= Tore Frängsmyr =

Swedish historian (1938–2017)

Tore Lennart Frängsmyr (8 July 1938 in Skellefteå – 28 August 2017 in Uppsala) was a Swedish historian. He was the first holder of the Hans Rausing professorship in the history of science at Uppsala university. According to J.L. Heilbron, Frängsmyr "dominated the history of science in Sweden from his chair at the University of Uppsala for a quarter century."

Frängsmyr was born in 1938, the son of Johan and Linnea Karlsson. He grew up in Sjöbotten outside Bureå in Västerbotten, as the fifth of eight children; the family took the name Frängsmyr in 1954, after Frängsmyren, a wetland area near Sjöbotten. Tore Frängsmyr worked as a freelance journalist at the newspaper Norra Västerbotten in the 1950s, while he was still at school. After his secondary school graduation in Skellefteå, he moved to Uppsala in 1958, to study philosophy and history.

He specialised in the history of science and the history of ideas, and finished his PhD at Uppsala university in 1969. The title of his dissertation was Geologi och skapelsetro (lit. Geology and creationism).

Frängsmyr wrote several works in English, including books about Linnaeus, Berzelius, and Vetenskapsakademien, which contributed to the spreading of knowledge about the Swedish history of science. He was also the chairman of the scientific board counselling the editors of Nationalencyklopedin when that encyclopedia was first being created. He was the founding editor of Tvärsnitt, a popular science magazine, and served in the post between 1979 and 1985.

In 1981, he became Professor of the science of technology at Linköping University, and from 1982 he had a professorship in the history of science at Uppsala university. In 2001, the daughter of Swedish industrialist Hans Rausing donated money to Uppsala university to institute a chair in the history of science. Tore Frängsmyr became the first holder of this professorship, which he held until his retirement in 2007.

In 2008, colleagues and friends celebrated his 70th birthday with a commemorative volume of seventeen essays on history of science titled Aurora Torealis; essayists included Robert Darnton, J.L. Heilbron, and Svante Lindqvist.

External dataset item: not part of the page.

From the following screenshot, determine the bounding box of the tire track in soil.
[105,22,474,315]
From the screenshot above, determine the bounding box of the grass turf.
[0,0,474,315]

He was an elected member of a number of learned societies, including the American Philosophical Society, the Royal Swedish Academies of Letters, History and Antiquities, the Sciences, and the Engineering Sciences. He worked closely with the Nobel Foundation for many years, helping to organize the publication of Nobel Lectures by prizewinners and also taking part in the annual Nobel Prize ceremony as "the rather avuncular figure who hands the medals and diplomas to the King of Sweden."

In Uppsala, he was Inspektor (honorary chairman) of the student organisation Norrlands nation from 2003 to 2011.

Frängsmyr married Birgitta, née Thunholm, in 1970 and the couple had four children. They were married until his death in 2017.